Tuesday, May 27, 2014

A summer of action for President Obama

There will be no lazy days of summer for this White House. If you want to know what we'll all be talking about soon, take a look at how President Obama is setting the table for action over the next few months.

First of all, tomorrow he will give the commencement address at West Point.
President Barack Obama will use his speech at the West Point commencement Wednesday to lay out a broad vision of American foreign policy that a White House official Saturday called “both interventionist and internationalist, but not isolationist or unilateral.”
Those of us who have been listening to him since his Nobel Peace Prize Acceptance Speech and watching him act on the world stage will likely hear the Obama Doctrine affirmed. But for the isolationists and unilateralists, it will once again confuse them and spark an interesting debate.

Next Monday President Obama will announce the new EPA rules governing carbon emissions from existing power plants. As Jonathan Cohn suggests, this is a BFD.
Along with other steps the administration has taken, like setting higher fuel standards for cars and trucks, the new regulations could make climate change action one of Obama’s signature achievements—something historians will cite alongside Obamacare, rescue of the auto industry, and the Recovery Act. As Jonathan Chait has written in New York magazine, “By the normal standards of progress Obama has amassed an impressive record so far on climate change.”
Coral Davenport reminds us that this announcement will impact the discussion about climate change beyond our own borders.
China and the United States, the world’s two largest economies and greenhouse gas polluters, are locked in a stalemate over global warming. While today China pollutes more than the United States, Chinese officials insist that, as a developing economy, China should not be forced to take carbon-cutting actions. China has demanded that the United States, as the world’s historically largest polluter, go first. Chinese policy experts say that Mr. Obama’s regulation could end that standoff.

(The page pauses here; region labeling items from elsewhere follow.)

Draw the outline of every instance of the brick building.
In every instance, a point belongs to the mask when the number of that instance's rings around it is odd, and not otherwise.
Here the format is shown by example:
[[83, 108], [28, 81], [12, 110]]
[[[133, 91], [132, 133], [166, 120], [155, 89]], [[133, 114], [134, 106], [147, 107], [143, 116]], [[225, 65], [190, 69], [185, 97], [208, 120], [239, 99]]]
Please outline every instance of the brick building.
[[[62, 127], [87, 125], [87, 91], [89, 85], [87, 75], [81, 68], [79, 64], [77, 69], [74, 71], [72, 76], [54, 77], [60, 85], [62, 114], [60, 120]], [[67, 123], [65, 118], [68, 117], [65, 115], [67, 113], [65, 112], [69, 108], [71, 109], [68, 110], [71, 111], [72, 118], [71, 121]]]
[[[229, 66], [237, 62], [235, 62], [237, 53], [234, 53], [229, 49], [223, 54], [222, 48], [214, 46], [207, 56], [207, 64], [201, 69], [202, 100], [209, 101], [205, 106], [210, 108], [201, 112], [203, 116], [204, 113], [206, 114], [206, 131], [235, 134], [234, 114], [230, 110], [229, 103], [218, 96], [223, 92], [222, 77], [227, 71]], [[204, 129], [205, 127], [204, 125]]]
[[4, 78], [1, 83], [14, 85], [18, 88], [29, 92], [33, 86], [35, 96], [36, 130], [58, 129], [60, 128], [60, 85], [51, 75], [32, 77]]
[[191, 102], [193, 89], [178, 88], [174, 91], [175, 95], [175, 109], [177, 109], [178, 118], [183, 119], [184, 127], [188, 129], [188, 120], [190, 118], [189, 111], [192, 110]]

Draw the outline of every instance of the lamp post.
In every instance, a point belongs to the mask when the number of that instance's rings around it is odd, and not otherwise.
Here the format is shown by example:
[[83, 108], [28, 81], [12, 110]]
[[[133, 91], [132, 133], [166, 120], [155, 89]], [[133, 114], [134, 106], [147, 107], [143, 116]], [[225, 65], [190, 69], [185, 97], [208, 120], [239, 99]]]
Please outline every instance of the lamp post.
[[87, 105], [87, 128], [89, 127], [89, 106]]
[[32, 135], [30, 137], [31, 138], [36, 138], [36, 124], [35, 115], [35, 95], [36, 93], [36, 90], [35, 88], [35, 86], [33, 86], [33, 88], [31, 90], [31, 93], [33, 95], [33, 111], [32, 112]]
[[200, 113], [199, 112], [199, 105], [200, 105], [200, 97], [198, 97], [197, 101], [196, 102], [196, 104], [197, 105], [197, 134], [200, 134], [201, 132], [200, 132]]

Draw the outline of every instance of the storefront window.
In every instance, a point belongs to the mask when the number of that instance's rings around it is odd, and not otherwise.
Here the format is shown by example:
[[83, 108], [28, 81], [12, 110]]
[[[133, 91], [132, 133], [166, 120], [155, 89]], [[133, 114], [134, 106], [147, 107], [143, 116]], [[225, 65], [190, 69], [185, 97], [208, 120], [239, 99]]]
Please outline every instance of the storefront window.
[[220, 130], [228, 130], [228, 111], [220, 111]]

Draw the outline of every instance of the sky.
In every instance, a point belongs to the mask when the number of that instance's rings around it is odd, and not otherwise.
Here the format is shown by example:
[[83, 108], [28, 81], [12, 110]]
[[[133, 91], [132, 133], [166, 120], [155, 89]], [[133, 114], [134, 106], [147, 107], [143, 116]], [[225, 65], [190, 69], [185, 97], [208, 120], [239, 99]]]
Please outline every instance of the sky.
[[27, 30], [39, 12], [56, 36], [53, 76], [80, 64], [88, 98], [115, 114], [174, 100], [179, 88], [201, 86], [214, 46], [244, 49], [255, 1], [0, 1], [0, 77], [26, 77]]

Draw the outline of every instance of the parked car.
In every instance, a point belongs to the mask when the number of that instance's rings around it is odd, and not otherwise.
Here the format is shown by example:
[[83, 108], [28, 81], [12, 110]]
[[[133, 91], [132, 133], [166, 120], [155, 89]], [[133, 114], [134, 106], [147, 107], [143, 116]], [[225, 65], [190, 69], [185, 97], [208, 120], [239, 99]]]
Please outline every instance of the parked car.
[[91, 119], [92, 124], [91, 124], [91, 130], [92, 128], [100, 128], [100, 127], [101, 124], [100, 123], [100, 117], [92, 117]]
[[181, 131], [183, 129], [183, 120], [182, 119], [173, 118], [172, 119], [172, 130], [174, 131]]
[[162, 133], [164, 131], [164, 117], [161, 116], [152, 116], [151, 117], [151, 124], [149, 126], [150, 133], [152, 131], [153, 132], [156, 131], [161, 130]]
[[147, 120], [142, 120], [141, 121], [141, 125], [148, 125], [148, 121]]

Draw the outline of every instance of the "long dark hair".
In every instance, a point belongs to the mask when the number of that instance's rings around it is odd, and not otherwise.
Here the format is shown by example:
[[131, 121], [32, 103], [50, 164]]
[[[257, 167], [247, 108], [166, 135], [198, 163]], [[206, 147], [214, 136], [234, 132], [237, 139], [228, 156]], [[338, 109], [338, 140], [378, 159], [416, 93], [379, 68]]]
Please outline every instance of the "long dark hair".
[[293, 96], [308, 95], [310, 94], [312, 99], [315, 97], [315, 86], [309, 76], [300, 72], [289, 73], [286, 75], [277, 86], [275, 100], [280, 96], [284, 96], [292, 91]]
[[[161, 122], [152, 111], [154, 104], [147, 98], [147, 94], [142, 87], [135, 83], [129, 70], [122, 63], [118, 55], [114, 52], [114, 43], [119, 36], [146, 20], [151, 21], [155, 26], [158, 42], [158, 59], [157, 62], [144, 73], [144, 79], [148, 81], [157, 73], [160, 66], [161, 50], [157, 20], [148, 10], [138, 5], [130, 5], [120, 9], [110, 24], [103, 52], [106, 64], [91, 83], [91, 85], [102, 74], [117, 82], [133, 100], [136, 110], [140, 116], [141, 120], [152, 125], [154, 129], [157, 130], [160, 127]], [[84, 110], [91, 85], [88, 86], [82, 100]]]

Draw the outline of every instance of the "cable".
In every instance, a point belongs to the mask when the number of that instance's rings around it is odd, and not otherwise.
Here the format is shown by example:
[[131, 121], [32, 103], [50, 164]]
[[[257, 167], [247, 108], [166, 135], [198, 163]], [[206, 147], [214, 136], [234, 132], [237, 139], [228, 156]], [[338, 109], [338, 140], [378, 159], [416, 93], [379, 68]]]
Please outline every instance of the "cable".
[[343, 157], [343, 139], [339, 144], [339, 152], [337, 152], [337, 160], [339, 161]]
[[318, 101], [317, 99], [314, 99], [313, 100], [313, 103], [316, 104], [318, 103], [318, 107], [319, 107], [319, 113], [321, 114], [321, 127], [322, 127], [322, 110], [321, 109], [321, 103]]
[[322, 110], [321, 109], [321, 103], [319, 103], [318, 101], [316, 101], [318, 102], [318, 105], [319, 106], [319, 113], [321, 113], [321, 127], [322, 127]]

“If the standard is really stringent, that will make a difference in the domestic debate in China,” Mr. Qi said.
In mid-June Afghanistan will finalize their presidential election, which should pave the way for a status of forces agreement with the U.S. and a formal end to that war. Then the question becomes: will we finally be ready to end the indefinite war that began 13 years ago following 9/11?
My fellow Americans, we have traveled through more than a decade under the dark cloud of war. Yet here, in the pre-dawn darkness of Afghanistan, we can see the light of a new day on the horizon. The Iraq War is over. The number of our troops in harm’s way has been cut in half, and more will be coming home soon. We have a clear path to fulfill our mission in Afghanistan, while delivering justice to al Qaeda...

This time of war began in Afghanistan, and this is where it will end.
July brings the deadline for negotiations with Iran over their nuclear program. If a deal can be finalized, that will be a HUGE vindication of the Obama Doctrine.

And finally, President Obama and Congressional Democrats have given Speaker Boehner until August to pass comprehensive immigration reform. If he fails to do that, the President will sign an executive order altering the current priorities for deportations and setting off a firestorm of debate on that issue.

So while Republicans continue to ensure that this is the least productive Congress in modern history and want to focus on non-existent scandals related to Obamacare and Benghazi, this President is working on all of the above PLUS his Year of Action agenda. That should provide an interesting contrast for the upcoming midterm elections.

Oh, and about that lame duck President thingy? Ha-ha-ha-ha-ha!!!! Don't make me laugh.